Par Moon of Alabama

Par Moon of Alabama – Le 8 mai 2021

Yahoo a mis en première page un long article sur le meurtre, début 2020, du général iranien Qassem Soleimani et du chef de la résistance irakienne Abu Mahdi al-Muhandis.

« Comploter est difficile » : Le plan secret de l’administration Trump pour tuer Qassem Soleimani.

Cet article, basé sur des entretiens avec 15 responsables américains, en poste ou à la retraite, révèle de nouveaux détails sur l’assassinat de Soleimani, dont les longues délibérations de l’administration Trump sur l’assassinat du général iranien et d’autres hauts responsables et mandataires iraniens. Il dépeint une opération plus sophistiquée que l’on ne pensait et une longue liste de personnes potentiellement ciblées pour être tuées. Il décrit également des menaces à l’encontre de responsables américains suite à cette attaque, une information qui n’avaient pas encore été divulguée.

MoA a longuement parlé des conséquences de l’assassinat et la plupart de ce qui est dit dans l’article de Yahoo n’est pas du tout nouveau. C’est ce qui le rend suspect.

Soleimani et Muhandis pendant une bataille contre État Islamique

Récapitulons : Le 3 janvier 2020, des drones américains ont tué le général de division Qassim Soleimani, le célèbre commandant de la force iranienne Quds (« Jérusalem »), alors qu’il quittait l’aéroport de Bagdad où il venait d’arriver. Abou Mahdi al-Muhandis, le plus haut dirigeant des Forces de mobilisation populaire irakiennes, était venu le chercher et l’accueillir. Tous deux avaient prévu d’assister à Najaf aux funérailles des 31 soldats irakiens que les États-Unis avaient tués le 29 décembre à la frontière syro-irakienne, près d’Al-Qaim. Soleimani était également censé rencontrer le premier ministre irakien qui, à l’époque, faisait office de médiateur dans les pourparlers irano-saoudiens. Soleimani était porteur d’une lettre contenant la réponse iranienne à une précédente lettre saoudienne.

Suite à l’assassinat de Muhandis, le parlement irakien a décidé que toutes les troupes américaines devaient se retirer d’Irak. Les attaques contre les forces américaines encore présentes en Irak sont presque quotidiennes. Pour se venger de l’assassinat de Soleimani, l’Iran et son axe de résistance composé du Hezbollah, de la Syrie et d’Ansar Islam au Yémen ont décidé de faire partir tous les militaires américains du Moyen-Orient. Il s’agit d’un projet qui s’étend sur plusieurs décennies.

Presque rien de tout cela – à part le meurtre de Soleimani – n’est mentionné dans l’article de Yahoo.

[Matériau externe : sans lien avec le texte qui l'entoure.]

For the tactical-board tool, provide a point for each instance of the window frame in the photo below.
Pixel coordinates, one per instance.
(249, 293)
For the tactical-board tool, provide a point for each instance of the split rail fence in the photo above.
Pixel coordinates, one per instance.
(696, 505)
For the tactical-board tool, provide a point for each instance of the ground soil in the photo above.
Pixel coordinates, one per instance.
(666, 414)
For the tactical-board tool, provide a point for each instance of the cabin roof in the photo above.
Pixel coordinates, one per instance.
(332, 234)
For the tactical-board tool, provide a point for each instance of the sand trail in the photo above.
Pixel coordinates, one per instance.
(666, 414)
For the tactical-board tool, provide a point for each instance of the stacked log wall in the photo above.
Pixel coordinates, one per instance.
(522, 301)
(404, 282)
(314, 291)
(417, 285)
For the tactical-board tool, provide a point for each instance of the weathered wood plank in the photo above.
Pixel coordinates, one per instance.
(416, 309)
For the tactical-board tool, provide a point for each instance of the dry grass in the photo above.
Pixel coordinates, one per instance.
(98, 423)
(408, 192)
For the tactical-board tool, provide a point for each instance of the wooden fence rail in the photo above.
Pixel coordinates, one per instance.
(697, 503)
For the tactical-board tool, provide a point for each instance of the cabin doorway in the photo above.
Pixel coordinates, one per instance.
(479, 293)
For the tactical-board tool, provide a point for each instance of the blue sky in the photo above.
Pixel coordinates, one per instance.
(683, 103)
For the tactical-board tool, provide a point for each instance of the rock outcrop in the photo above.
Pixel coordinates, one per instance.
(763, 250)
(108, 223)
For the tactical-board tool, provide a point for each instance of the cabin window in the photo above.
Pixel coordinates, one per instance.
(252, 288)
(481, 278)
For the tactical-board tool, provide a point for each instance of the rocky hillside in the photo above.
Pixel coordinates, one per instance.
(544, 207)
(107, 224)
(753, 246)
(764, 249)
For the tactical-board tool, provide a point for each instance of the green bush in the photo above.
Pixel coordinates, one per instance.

Il n’y a pas un mot sur Muhandis, son rôle en Irak ou les conséquences de sa mort. Il n’y a aucune mention du vote du Parlement irakien ou des attaques en cours contre les unités américaines en Irak.

Au lieu de cela, l’article met l’accent sur la collaboration présumée des Kurdes dans cet assassinat :

Fin décembre 2019, les opérateurs de la Delta Force et d’autres membres des opérations spéciales ont commencé à s’infiltrer dans Bagdad, par petits groupes. Des agents kurdes, qui ont joué un rôle clé dans la tuerie, avaient déjà commencé à infiltrer l’aéroport international de Bagdad à ce moment-là, en s’infiltrant comme bagagistes et autres membres du personnel. …
Les trois équipes de tireurs d’élite se sont positionnées à 600 ou 900 mètres de la « zone de mise à mort », la route d’accès à l’aérodrome, afin de trianguler leur cible lorsqu’elle quitterait l’aéroport. […] Un membre du Groupe de lutte contre le terrorisme (CTG), une unité d’élite kurde du nord de l’Irak ayant des liens étroits avec les opérations spéciales américaines, les a aidés à faire le point à distance. …
Après l’attaque, selon deux responsables américains, un agent kurde déguisé en policier irakien s’est approché de l’épave du véhicule de Soleimani, a pris des photos et a rapidement obtenu un échantillon de tissu pour confirmation ADN avant de s’éloigner et de disparaître dans la nuit.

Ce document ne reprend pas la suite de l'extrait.